Самым унизительным из пунктов Парижского договора 1856 г., подведшего итог Крымской войне, было запрещение России иметь на Черном море военный флот. Вокруг отмены этого пункта и крутилась на протяжении полутора десятилетий вся ее внешняя политика. Для того и флиртовал Горчаков поочередно то с Францией, то с Турцией, то с Германией. Но если флирт с Францией привел лишь к тому, что черногорцы и сербы заговорили вдруг по-французски охотнее, чем по-русски, то флирт с Турцией требовал жертв. Хотя бы потому, что она, как и Россия, была страной имперской и главный ее интерес состоял в том, чтобы держать в повиновении православные народы Балкан. Во имя черноморского флота Россия соглашалась ей в этом содействовать. Славянофилы могли сколько угодно объявлять такую политику Горчакова бессовестным предательством единоверцев. Но в 1870-е, покуда их романтическое негодование не совпало неожиданно с вполне прагматическими планами германского канцлера О. фон Бисмарка, никто их не слушал. Письма Горчакова турецкому султану напоминали аналогичные поклоны графа Каподистрия при Александре I. Вот пример: “Уже много лет, – писал в Константинополь Горчаков, – мы не переставали твердить христианским народам под владычеством султана, чтобы они терпели, доверяясь добрым намерениям своего государя. Мы предложили начало невмешательства во внутренние смуты Турции, твердо обязавшись держаться этого принципа” (3, вып.22, с.8).
На практике это означало следующее. Когда во второй половине 1860-х годов вспыхнуло восстание на Крите, которое было, конечно, логическим продолжением греческой революции 1820-х, Россия активно помогала султану справиться с восставшими греками. Именно по ее инициативе была созвана конференция великих держав, предъявившая ультиматум Греции и потребовавшая от нее не допускать образования на своей территории вооруженных банд для нападения на Турцию и вооружения в греческих гаванях судов, предназначенных содействовать каким-либо способом попытке восстания во владениях султана. Восставшие критяне оказались изолированными и были, естественно, раздавлены турецкой карательной экспедицией. И это повторялось во всех случаях, когда волновались православные подданные султана.

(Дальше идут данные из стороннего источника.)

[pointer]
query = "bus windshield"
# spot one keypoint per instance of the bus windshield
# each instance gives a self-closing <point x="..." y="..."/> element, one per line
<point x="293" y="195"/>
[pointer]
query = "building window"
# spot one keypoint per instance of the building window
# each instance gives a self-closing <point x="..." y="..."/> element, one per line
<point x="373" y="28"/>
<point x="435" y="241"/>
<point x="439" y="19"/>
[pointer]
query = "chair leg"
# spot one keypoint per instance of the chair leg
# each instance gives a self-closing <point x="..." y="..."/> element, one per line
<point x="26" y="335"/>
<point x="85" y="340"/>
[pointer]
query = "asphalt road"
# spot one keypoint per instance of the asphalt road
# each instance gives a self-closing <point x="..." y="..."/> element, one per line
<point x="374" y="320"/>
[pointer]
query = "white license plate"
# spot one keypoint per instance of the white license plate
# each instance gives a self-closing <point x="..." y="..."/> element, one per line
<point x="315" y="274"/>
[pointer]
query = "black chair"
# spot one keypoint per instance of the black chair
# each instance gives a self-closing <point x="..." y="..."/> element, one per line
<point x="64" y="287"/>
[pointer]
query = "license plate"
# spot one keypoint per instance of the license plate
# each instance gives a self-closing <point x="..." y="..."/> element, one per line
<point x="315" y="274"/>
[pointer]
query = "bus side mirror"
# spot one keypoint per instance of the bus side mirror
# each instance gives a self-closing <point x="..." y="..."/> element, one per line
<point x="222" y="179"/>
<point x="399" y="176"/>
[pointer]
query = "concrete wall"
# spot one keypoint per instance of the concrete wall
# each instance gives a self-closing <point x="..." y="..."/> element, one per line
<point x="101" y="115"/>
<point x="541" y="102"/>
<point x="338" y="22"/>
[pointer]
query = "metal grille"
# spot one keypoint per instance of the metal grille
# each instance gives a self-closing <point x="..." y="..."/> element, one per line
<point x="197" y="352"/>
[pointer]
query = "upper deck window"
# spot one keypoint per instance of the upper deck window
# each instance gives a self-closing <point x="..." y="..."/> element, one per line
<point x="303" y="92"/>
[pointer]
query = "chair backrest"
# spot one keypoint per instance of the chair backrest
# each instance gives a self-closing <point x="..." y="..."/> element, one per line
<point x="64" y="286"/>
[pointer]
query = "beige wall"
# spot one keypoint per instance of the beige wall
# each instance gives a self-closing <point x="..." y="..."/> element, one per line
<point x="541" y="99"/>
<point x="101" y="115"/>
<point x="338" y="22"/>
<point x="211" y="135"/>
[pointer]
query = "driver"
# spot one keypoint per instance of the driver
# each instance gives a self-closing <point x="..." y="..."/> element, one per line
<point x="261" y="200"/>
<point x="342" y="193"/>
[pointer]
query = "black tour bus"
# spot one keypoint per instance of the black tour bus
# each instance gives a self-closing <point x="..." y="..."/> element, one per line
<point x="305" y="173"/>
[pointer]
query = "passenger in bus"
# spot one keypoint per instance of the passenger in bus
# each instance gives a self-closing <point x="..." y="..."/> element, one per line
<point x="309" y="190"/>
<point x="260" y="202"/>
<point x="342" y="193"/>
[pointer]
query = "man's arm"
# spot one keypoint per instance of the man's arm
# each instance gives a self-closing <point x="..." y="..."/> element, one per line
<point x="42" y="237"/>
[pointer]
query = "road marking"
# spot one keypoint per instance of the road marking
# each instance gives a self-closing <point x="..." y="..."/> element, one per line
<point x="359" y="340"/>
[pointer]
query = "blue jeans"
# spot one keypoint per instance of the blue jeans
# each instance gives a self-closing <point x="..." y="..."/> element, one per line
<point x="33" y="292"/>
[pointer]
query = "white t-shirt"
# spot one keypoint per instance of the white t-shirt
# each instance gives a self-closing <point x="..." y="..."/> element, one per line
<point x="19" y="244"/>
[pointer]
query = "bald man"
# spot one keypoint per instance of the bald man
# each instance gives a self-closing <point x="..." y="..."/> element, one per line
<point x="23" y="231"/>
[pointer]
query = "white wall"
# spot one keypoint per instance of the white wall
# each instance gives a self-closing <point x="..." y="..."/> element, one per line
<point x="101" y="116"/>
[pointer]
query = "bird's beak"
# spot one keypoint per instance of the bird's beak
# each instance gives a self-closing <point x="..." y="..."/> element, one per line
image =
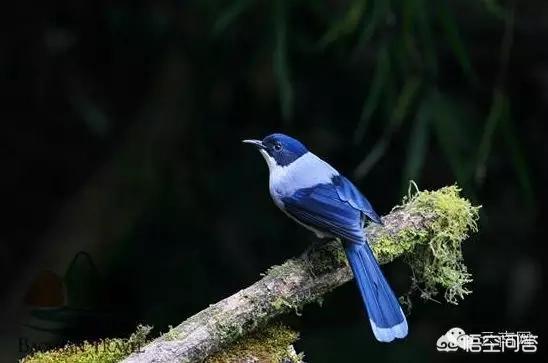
<point x="257" y="143"/>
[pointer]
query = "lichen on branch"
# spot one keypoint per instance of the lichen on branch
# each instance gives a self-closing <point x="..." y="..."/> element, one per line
<point x="426" y="231"/>
<point x="433" y="248"/>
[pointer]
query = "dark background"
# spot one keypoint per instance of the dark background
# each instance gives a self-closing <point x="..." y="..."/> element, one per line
<point x="128" y="197"/>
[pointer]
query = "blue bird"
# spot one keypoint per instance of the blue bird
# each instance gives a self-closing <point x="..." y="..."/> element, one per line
<point x="315" y="195"/>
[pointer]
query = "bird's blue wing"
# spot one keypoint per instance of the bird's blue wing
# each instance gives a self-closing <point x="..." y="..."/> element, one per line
<point x="349" y="193"/>
<point x="321" y="208"/>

Конечно, Парижский договор запрещал России покровительство балканским единоверцам. Но ведь он ни в какой мере не предписывал ей содействовать их подавлению. А делала она именно это.
Но самым удивительным было совсем другое. Принеся неисчислимые жертвы во имя черноморского флота, она, как оказалось, даже и не намеревалась его строить. Во всяком случае, когда нужда в нем и впрямь возникла (во время русско-турецкой войны 1877 – 1878 гг.), у России по-прежнему не было на Черном море ни единого военного корабля. В результате ей пришлось вести войну с наспех вооруженными коммерческими судами. И Парижский договор был тут совершенно не при чем. Его отменили еще в 1871 г.

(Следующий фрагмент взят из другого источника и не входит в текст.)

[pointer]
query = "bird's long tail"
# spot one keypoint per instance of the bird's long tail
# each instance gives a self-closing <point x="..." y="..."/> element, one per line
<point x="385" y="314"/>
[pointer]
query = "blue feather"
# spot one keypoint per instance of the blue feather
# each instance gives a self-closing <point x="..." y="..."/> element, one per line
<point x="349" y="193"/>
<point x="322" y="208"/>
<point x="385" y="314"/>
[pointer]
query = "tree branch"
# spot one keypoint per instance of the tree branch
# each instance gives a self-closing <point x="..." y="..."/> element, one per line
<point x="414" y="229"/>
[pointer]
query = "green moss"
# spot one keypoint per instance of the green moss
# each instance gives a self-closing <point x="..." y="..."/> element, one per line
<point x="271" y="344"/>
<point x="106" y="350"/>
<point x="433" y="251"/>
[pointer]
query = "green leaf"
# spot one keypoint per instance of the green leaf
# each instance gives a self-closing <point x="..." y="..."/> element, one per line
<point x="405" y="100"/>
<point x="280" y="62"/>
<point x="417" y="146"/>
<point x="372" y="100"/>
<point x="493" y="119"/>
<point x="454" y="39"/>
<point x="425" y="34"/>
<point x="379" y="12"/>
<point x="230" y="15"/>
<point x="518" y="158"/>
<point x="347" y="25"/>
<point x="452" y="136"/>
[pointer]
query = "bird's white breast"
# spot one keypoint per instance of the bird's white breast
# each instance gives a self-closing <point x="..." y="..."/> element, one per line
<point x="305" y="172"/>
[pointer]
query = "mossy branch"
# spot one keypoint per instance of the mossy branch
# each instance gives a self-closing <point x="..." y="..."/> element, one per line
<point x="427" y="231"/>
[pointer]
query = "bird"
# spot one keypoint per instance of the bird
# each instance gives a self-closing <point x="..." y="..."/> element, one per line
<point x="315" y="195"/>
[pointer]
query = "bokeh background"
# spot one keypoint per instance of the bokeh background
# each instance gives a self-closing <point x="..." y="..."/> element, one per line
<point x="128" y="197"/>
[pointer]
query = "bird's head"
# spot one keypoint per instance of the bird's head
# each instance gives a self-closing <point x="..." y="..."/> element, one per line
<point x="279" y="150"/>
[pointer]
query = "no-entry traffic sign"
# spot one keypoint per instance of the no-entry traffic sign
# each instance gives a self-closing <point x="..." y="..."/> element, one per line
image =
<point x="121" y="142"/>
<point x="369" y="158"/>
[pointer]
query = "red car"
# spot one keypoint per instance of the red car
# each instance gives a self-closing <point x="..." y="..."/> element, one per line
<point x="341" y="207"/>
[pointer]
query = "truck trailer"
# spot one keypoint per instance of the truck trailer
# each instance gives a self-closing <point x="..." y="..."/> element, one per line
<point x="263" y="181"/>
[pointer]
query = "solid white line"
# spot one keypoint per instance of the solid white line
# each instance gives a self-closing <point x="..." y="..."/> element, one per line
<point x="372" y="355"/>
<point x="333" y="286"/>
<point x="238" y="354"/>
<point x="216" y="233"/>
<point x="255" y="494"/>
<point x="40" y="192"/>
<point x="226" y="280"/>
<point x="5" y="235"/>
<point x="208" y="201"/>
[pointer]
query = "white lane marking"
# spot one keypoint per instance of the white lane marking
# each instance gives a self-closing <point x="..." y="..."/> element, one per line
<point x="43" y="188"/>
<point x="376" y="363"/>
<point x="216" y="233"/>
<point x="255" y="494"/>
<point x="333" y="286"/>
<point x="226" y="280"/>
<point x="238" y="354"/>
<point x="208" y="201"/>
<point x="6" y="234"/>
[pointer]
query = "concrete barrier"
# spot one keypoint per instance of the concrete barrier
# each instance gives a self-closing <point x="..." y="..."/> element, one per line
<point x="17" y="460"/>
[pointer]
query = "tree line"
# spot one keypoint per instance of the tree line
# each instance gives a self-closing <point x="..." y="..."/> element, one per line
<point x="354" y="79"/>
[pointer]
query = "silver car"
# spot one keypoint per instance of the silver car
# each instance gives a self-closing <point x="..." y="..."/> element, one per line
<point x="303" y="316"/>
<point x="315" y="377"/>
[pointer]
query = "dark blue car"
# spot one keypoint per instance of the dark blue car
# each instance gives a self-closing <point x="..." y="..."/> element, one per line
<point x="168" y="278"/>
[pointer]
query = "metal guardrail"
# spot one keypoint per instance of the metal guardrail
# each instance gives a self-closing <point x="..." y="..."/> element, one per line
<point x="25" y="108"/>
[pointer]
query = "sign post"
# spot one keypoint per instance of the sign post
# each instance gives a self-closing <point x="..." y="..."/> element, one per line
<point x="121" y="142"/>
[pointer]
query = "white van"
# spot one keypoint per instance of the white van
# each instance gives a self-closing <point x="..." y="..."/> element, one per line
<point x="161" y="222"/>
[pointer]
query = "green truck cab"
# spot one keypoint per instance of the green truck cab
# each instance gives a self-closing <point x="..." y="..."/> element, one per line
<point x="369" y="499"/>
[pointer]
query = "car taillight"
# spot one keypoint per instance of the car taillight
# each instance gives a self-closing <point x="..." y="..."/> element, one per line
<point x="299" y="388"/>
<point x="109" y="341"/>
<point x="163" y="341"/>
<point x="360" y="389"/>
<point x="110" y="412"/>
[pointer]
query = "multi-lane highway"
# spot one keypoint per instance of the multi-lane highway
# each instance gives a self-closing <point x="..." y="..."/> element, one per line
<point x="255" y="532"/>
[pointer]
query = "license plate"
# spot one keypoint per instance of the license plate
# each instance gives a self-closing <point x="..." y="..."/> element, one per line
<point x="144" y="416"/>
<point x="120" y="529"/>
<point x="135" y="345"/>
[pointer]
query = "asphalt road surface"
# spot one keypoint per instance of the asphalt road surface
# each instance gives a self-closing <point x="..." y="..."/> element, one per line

История его отмены столь много и столь красноречиво говорит нам как о пост-Крымском “сосредоточении России”, так и о фантастической бездарности всей реваншистской политики Горчакова, что заслуживает особого обсуждения.
ДЕПЕША ГОРЧАКОВА
В начале 1860-х годов Бисмарку случилось быть прусским послом в Петербурге. И так очаровал он российский внешнеполитический истеблишмент, что на протяжении всех десятилетий своего канцлерства оставался для него persona gratissima.
Так или иначе он, признанный гроссмейстер международной интриги, советовал Горчакову поставить Европу перед фактом – просто начать строить флот на Черном море и подождать, покуда Россию спросят, что происходит. Тем более, что и спрашивать-то было в тот момент особенно некому.
С Турцией как главной заинтересованной стороной отношения оставались самыми приятельскими. Франция так глубоко увязла в итальянских делах, что ей было не до Черного моря. У Англии сухопутных сил не было. Австрия оказалась втянутой в конфликт и с Францией (вышвыривавшей ее из Италии), и с Пруссией (вышвыривавшей ее из Германского союза). Короче, покуда державы успели бы разобраться со своими собственными делами, черноморский флот России и в самом деле мог быть создан.